Antimicrobial and Immunomodulatory Potential of Cow Colostrum Extracellular Vesicles (ColosEVs) in an Intestinal In Vitro Model

Abstract

Extracellular Vesicles (EVs) are nano-sized double-lipid-membrane-bound structures, acting mainly as signalling mediators between distant cells and, in particular, modulating the immune response and inflammation of targeted cells. Milk and colostrum contain high amounts of EVs that could be exploited as alternative natural systems in antimicrobial fighting. The aim of this study is to evaluate cow colostrum-derived EVs (colosEVs) for their antimicrobial, anti-inflammatory and immunomodulating effects in vitro to assess their suitability as natural antimicrobial agents as a strategy to cope with the drug resistance problem. ColosEVs were evaluated on a model of neonatal calf diarrhoea caused by Escherichia coli infection, a livestock disease where antibiotic therapy often has poor results. Colostrum from Piedmontese cows was collected within 24 h of calving and colosEVs were immediately isolated. IPEC-J2 cell line was pre-treated with colosEVs for 48 h and then infected with EPEC/NTEC field strains for 2 h. Bacterial adherence and IPEC-J2 gene expression analysis (RT-qPCR) of CXCL8, DEFB1, DEFB4A, TLR4, TLR5, NFKB1, MYD88, CGAS, RIGI and STING were evaluated. The colosEVs pre-treatment significantly reduced the ability of EPEC/NTEC strains to adhere to cell surfaces (p = 0.006), suggesting a role of ColosEVs in modulating host−pathogen interactions. Moreover, our results showed a significant decrease in TLR5 (p < 0.05), CGAS (p < 0.05) and STING (p < 0.01) gene expression in cells that were pre-treated with ColosEVs and then infected, thus highlighting a potential antimicrobial activity of ColosEVs. This is the first preliminarily study investigating ColosEV immunomodulatory and anti-inflammatory effects on an in vitro model of neonatal calf diarrhoea, showing its potential as a therapeutic and prophylactic tool.

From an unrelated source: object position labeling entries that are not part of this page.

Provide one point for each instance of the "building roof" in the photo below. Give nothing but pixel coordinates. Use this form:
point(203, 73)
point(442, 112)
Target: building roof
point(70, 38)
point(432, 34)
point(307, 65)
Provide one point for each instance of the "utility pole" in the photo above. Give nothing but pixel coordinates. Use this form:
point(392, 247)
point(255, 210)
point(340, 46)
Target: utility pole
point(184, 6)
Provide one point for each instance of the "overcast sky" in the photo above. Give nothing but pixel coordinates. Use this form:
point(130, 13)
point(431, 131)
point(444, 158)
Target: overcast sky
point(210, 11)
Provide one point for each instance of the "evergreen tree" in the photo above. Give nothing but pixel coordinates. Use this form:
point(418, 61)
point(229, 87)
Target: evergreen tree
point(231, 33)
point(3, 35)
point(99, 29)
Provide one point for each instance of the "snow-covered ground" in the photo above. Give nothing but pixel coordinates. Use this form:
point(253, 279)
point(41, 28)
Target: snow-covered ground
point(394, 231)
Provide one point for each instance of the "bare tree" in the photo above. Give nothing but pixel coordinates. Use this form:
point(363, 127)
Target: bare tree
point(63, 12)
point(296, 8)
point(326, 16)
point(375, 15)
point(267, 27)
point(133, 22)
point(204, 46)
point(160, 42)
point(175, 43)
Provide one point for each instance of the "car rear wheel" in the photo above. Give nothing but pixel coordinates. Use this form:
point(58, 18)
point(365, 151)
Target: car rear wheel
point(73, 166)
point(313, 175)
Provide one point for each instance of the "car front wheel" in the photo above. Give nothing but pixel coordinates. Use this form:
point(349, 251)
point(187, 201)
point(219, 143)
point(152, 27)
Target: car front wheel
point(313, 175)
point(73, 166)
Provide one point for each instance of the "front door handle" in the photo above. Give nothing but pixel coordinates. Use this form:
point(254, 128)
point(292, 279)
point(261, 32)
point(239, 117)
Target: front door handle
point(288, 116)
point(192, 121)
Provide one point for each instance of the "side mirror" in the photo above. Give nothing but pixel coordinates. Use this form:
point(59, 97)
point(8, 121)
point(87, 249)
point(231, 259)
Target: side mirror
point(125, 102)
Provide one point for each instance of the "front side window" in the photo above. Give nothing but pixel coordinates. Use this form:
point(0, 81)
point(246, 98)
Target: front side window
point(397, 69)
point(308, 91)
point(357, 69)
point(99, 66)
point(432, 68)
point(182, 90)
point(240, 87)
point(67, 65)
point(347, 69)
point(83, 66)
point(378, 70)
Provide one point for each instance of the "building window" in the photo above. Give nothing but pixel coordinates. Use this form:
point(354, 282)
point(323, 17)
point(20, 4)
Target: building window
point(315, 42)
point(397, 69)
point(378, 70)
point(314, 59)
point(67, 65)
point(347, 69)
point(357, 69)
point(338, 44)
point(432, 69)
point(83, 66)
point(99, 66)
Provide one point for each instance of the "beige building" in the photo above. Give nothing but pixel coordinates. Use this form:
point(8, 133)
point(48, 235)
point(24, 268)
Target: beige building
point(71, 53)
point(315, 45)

Keywords: Extracellular Vesicles; antimicrobial; colibacillosis; coloEVs; colostrum.

Figure 1

Morphological characterization of isolated colosEVs: Transmission electron microscopy low (A) and high (B) magnification micrographs showing single and clustered colosEVs indicated by red arrows. Scale bar: A. 100 nm; B. 200 nm; (C) Western blot images obtained using Ab against Tsg101 (Tumor Susceptibility Gene 101 protein) and CD81 (Cluster of Differentiation 81) that are both mEV antigens and calnexin as negative cellular debris control of two colosEV samples (1 and 2); (D) nanoparticle tracking analysis graph indicating colosEV size distribution.

Figure 2

Viability of IPEC-J2 after colosEVs exposure at 48 h. The different concentrations of colosEVs did not determine a significant difference in terms of cell viability after 24 h (see Figure S1), whereas 150 µg colosEVs determined a significant reduction in IPECJ2 vitality at 48 h (p < 0.0001, indicated by *** in the graph). Data are expressed as optical density (OD) ± SD. Differences were evaluated through the Kruskal–Wallis test and applying the post hoc Dunn’s multiple comparison test.

Figure 3

Effect of 48 h +1.5 µg colosEVs on E. Coli-inflamed IPEC-J2 cells. IPEC-J2-tested conditions were: inflamed (E. coli, pink), inflamed 1.5 µg colosEVs (E. coli + 1.5 µg colosEVs, light yellow), untreated (control, dark yellow). Significant differences are reported with respect to infected cells with E. coli. Differences were evaluated through the Kruskal–Wallis test and applying the post hoc Dunn’s multiple comparison test. The asterisks indicate the statistical significance: * p < 0.05, ** p < 0.01 and *** p < 0.001.

Figure 4

Adhesion of E. coli strains on 1.5 µg colosEVs pre-treated cells compared with untreated ones. Data are expressed as log10 CFU of adherent, E. coli/5 × 10⁵ cells and mean value of 3 experiments ± 1 standard deviation. Differences were evaluated through the Student’s t-test. The asterisks indicate the statistical significance: ** p < 0.01.